Running a true MITM by arp spoofing another device on the LAN

[smi...@sericontech.com]

I've just started to use libtins and so far I think it's great. Setting it up and running the examples was not difficult and I'm beginning to understand what's happening. I am kind of stuck though and was hoping I could get some help.

I'm trying to write a MITM that's just like the HTTP follower example except instead of printing out the requests that are made from the local machine, I want to print requests from a different machine on the LAN.

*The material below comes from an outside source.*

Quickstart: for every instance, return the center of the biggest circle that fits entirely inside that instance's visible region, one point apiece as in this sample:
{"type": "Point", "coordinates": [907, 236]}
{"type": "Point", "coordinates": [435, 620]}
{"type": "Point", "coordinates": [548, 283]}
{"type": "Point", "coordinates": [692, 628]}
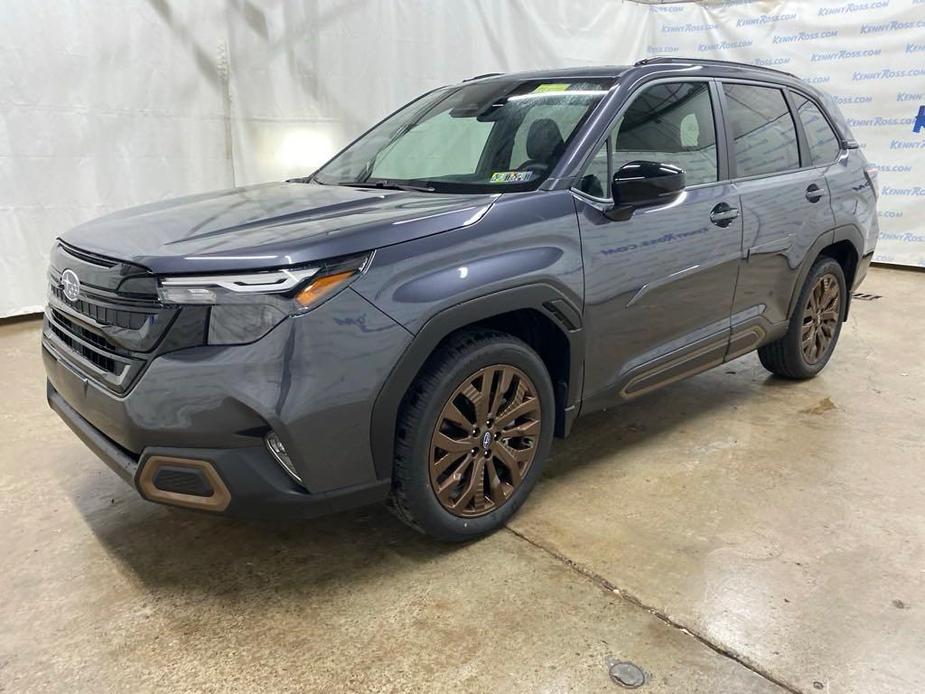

I do understand that in order to do this I need to run an ARP Spoofing attack. I've played around with the ARP Spoofing example and it seems like a good start, but it seems that any packets that are redirected by the spoof are simply dropped. Instead, I'd like a message printed and then have the packets relayed to the gateway so that they can go on to their correct destination.

Can someone suggest how to merge these two ideas or show me some sample code?

[Matias Fontanini]

As much as it would be great if you used libtins for that, isn't it better to use an existing tool (e.g. arpspoof) and then simply running a variation of the HTTP follower that prints what you want? You'll save a lot of effort that way, unless you really want to try implementing that yourself.

[smi...@sericontech.com]

On Thursday, October 26, 2017 at 12:44:10 PM UTC-4, Matias Fontanini wrote:

As much as it would be great if you used libtins for that, isn't it better to use an existing tool (e.g. arpspoof) and then simply running a variation of the HTTP follower that prints what you want? You'll save a lot of effort that way, unless you really want to try implementing that yourself.

 

Thanks Matias,

You're right, simply running arpspoof is probably the way to go. But I still have a problem now that I understand my requirements a little bit better.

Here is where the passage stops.